Our second case is a 44-year-old with longstanding history of endometriosis and chronic pelvic pain. She had a remote history of laparoscopic myomectomy for fertility, and was noted to have superficial endometriosis at that time, which were removed. She was taking cyclic oral contraceptives, and had right upper quadrant pain on history that was not responsive to medical management.
She did not have any imaging of her chest. A nodule was seen in the right hemidiaphragm. Monopolar hook cautery was used to score the peritoneum circumferentially around the lesion. Chocolate cyst-like fluid was seen. Traction was applied, and cautery was used to undermine the lesion.
Ligature was used to bluntly separate the nodule from the muscle of the diaphragm, and identify the dissection plane. Tissue pillars were taken down with the ligature. Care was taken to not enter the plural cavity. The endometriosis lesion was completely excised without entry into the pleural cavity. The diaphragm nodule was positive for endometriosis.
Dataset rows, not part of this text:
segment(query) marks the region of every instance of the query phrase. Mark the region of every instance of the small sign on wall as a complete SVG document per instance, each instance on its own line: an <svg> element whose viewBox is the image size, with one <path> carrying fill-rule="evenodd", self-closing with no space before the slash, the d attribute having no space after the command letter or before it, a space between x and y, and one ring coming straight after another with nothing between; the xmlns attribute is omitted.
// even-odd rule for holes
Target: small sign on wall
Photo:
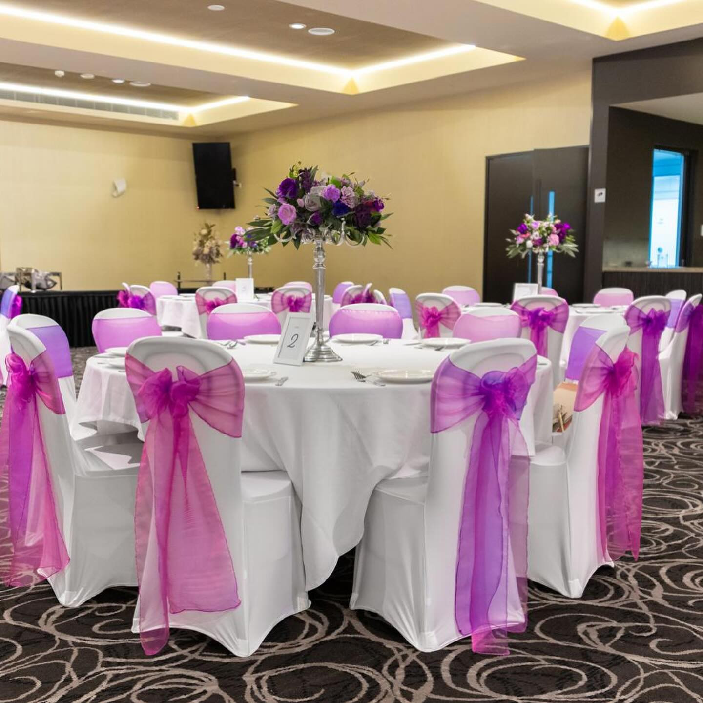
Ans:
<svg viewBox="0 0 703 703"><path fill-rule="evenodd" d="M310 313L289 312L273 357L273 363L302 366L310 344L314 319Z"/></svg>

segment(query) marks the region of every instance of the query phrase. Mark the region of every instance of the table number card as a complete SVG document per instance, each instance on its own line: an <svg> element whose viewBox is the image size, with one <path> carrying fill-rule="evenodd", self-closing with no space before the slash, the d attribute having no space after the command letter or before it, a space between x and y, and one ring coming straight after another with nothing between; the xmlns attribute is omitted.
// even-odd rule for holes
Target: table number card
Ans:
<svg viewBox="0 0 703 703"><path fill-rule="evenodd" d="M314 323L314 319L309 313L289 312L283 323L273 363L291 366L302 366L303 357L310 344Z"/></svg>
<svg viewBox="0 0 703 703"><path fill-rule="evenodd" d="M250 302L254 299L254 279L237 278L237 301L240 303Z"/></svg>

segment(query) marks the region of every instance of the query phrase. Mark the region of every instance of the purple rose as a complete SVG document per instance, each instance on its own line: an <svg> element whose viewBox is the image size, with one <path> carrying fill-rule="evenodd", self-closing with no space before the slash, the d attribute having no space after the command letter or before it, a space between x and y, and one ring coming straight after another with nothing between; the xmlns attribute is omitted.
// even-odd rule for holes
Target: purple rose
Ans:
<svg viewBox="0 0 703 703"><path fill-rule="evenodd" d="M284 178L276 193L276 195L283 198L295 198L297 194L298 184L294 178Z"/></svg>
<svg viewBox="0 0 703 703"><path fill-rule="evenodd" d="M336 186L329 185L322 191L322 197L325 200L336 202L340 199L340 189Z"/></svg>
<svg viewBox="0 0 703 703"><path fill-rule="evenodd" d="M341 200L337 200L332 208L332 214L335 217L342 217L349 212L349 209Z"/></svg>
<svg viewBox="0 0 703 703"><path fill-rule="evenodd" d="M283 224L290 224L295 219L297 214L295 208L288 202L284 203L278 208L278 219Z"/></svg>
She had an unremarkable recovery, was discharged on Post-Op Day 1, and had resolution of pain at the six week follow-up.
In conclusion, diaphragmatic endometriosis may be difficult to diagnose. Imaging may be negative, and lesions may be obscured by the liver surgically. Use of a 30 degree laparoscope, and reverse Trendelenburg, and a liver retractor can help identify lesions. Multidisciplinary approach in the OR is important if diaphragmatic endometriosis is suspected.